Hearing the soulful song over the phone was as if Lewis was singing for you. Well, she is. She also sing for everybody else, including the "boulevard freaks" and "housewives losing their minds," as she says on "Sing a Song for Them."
Lewis makes "Acid Tongue" an album to please the masses as she dabbles in various genres from southern rock to chamber pop. Lewis mastered her sound with the help of big names like Elvis Costello and She & Him's Zooey Deschanel. Though, Lewis does keep M. Ward and Johnathan Rice around just as she did on "Rabbit Fur Coat."
With the trade in of her ex-counterparts, The Watson Twins and the influences and assistance of more well-known collaborators, Lewis loses the quiet, folksy spirit that stretched from beginning to end on her debut.
Looking back on her career as the front woman of Rilo Kiley, Lewis has been known to be a bearer of musical surprises and a definite risk taker.
She took a gamble with Rilo Kiley, transitioning from the craftily narrated "More Adventurous" to the funk-pop fusion, "Under the Blacklight."
"Under the Blacklight" was not anticipated by die-hard Rilo Kiley fans, but it was well received by critics and gained the band a much larger mainstream fan base.
Whether Lewis is off on her own or with Rilo Kiley, she doesn't fall short when it comes to her songwriting. She cuts deep with sharp-edged lyrics that span from dramatically self-obsessed ("Acid Tongue") to muscular and rough ("The Next Messiah").

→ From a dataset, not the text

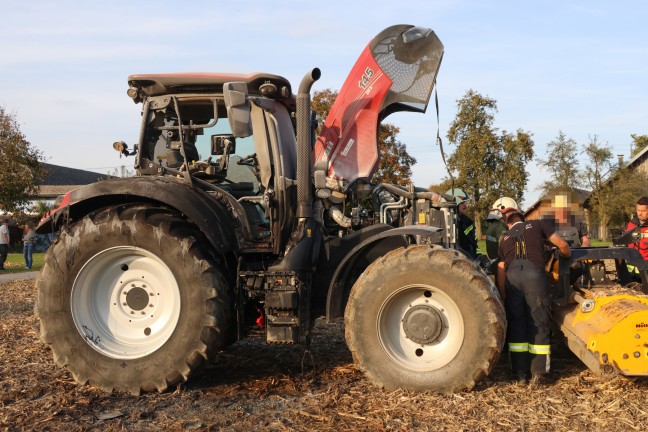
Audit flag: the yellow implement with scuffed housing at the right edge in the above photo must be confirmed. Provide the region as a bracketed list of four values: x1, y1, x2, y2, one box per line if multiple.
[553, 288, 648, 376]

The singer-songwriter isn't afraid to roll in the mud as she sings all over the spectrum, from addiction to politics. She even sings about her mom on the high energy, Little Richard-esque song, "Jack Killed Mom," a song that violently and humorously defends the honor of her mother.
Because this isn't a folk album, the songs aren't as densely packed with complex verses. On the happily reminiscent piano ballad, "The Black Sand," Jenny croons "on the black sand" over and over. This pop shift could be a hard pill to swallow for her older fans who adored the poeticism featured on "Rabbit Fur Coat."
Though her lyrics will always serve as her greatest craft, Lewis makes a fair tradeoff by diversifying soundscapes instead.
She reveals the Jack White in her with a genuine southern-rock style with dark, syncopated foot drums and electric guitar plucks on the beefy and rugged, "The Next Messiah."
On the uptempo country track, "Carpetbaggers," Lewis trades off vocals with Elvis Costello, the English musician that resurrected his classic nasally voice that has been locked away in a vault since the late seventies.
"Acid Tongue" was recorded at Sound City Studios in Van Nuys, California and completed in a mere three weeks. It is evident that much of the album was recorded live by how unrefined it turned out.
Nevertheless, the album does have a few cleaned-up tunes. The two most polished and mature songs on the album are the ones that strongly emulate the Adult-oriented rock sound of Fleetwood Mac: "Godspeed" and "Sing a Song For Them." These gems serve as the middlemen of the album's ranging styles.
"Pelican Bay," the bluesy-sexy song only available via the Web, is filled with reverb, lush vocalizations and a heavy bass guitar that sure to make you sway from side to side and snap your fingers.
Though Lewis' musical influences are easily traced in her songs, she mystically pulls off a fresh sound with every album she creates. As her musicianship grows, she is free to try anything and don't think she won't. Lewis is a renegade and she isn't going anywhere.